Cereal Chem 56:220 - 226. | VIEW
ARTICLE
Defatted and Reconstituted Wheat Flours. IV. Effects of Flour Lipids on Protein Extractability from Flours that Vary in Bread-Making Quality.
O. K. Chung, Y. Pomeranz, E. C. Hwang, and E. Dikeman. Copyright 1979 by the American Association of Cereal Chemists, Inc.

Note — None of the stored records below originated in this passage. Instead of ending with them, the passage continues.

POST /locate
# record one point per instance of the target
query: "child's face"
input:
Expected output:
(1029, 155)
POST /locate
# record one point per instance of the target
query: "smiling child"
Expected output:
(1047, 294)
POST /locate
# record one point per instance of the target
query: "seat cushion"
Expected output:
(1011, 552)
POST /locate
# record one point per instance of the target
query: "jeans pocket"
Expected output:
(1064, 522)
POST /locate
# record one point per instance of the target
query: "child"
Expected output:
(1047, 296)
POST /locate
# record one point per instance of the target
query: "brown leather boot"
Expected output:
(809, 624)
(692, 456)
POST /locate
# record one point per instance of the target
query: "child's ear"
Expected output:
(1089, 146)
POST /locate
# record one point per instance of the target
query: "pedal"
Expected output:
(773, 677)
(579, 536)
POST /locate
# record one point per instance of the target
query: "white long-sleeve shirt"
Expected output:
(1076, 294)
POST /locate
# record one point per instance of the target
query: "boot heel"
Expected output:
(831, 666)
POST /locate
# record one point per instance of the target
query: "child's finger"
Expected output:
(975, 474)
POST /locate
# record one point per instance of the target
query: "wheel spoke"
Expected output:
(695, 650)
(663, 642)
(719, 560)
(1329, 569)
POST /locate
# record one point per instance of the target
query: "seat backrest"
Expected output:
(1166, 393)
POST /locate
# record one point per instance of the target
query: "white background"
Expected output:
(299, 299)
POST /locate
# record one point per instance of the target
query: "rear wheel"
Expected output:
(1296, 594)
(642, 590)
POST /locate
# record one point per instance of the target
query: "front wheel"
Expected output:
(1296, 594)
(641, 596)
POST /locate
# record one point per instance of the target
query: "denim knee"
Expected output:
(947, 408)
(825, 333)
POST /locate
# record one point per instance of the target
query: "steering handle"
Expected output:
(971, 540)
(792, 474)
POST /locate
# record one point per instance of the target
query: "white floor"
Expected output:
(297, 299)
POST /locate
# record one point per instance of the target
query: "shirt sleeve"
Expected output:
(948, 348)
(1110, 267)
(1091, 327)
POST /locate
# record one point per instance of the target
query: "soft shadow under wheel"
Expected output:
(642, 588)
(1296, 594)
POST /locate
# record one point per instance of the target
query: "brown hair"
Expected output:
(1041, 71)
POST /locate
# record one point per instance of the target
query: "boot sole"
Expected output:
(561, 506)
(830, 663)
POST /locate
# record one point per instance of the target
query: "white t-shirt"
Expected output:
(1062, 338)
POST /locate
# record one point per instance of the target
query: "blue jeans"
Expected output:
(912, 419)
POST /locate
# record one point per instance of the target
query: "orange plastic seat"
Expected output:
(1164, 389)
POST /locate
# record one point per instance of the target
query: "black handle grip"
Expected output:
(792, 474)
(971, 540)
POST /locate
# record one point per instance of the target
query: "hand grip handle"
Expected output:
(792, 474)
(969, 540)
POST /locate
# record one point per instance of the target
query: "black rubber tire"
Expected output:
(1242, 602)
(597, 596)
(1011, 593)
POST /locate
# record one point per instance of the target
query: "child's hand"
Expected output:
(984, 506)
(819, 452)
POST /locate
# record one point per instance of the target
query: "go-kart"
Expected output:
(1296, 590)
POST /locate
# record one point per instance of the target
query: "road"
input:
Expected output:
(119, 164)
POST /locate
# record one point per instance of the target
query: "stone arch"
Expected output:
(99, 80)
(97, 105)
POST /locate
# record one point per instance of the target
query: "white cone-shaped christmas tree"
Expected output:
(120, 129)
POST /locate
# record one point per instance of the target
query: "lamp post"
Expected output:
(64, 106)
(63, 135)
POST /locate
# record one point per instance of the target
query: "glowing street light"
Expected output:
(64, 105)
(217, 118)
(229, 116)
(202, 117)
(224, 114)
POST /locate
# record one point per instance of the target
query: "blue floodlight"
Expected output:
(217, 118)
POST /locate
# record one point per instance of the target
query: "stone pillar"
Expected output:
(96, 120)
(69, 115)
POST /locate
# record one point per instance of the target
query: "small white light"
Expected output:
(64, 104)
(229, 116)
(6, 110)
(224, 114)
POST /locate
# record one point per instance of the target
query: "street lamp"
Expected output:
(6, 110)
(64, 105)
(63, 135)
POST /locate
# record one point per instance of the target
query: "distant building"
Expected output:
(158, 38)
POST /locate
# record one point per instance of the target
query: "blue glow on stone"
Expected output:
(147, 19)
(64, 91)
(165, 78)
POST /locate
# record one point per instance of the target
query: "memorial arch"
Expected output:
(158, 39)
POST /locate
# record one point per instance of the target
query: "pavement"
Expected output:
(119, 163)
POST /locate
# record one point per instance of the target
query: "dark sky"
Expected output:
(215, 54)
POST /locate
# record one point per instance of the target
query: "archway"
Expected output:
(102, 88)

A poor quality flour and two good quality flours were defatted with Skelly B, benzene, acetone, and 2- propanol, listed in the order of increasing ability to remove polar lipids. Protein extractability with 0.01M sodium phrophosphate (Na-pp) buffer, 0.005N acetic acid (AcOH), or 3M urea in Na-pp buffer decreased curvilinearly with increasing lipid removal. Decreases were greater for gluten (urea or AcOH extracts) than for albumin and globulin (Na-pp extracts) proteins. The decreased protein solubilities of defatted flours were, to a large extent, restored when the defatted flours were reconstituted with their respective extracted nonpolar or total (nonpolar plus polar) lipids, but not with polar lipids alone. Protein solubility, like bread- making quality, was almost completely restored when lipids extracted with Skelly B were returned to the defatted flour, but not when 2-propanol extracted lipids were recombined with their flour residue. The effects of lipids on protein extractability in flour depended on the quantities and types of lipids and their association with proteins. Urea extraction differentiated best between good and poor quality flours; 0.05N AcOH extraction appeared to be a more sensitive indicator of the relation between protein extractability and bread-making characteristics (especially mixing time) of flour reconstituted with lipids.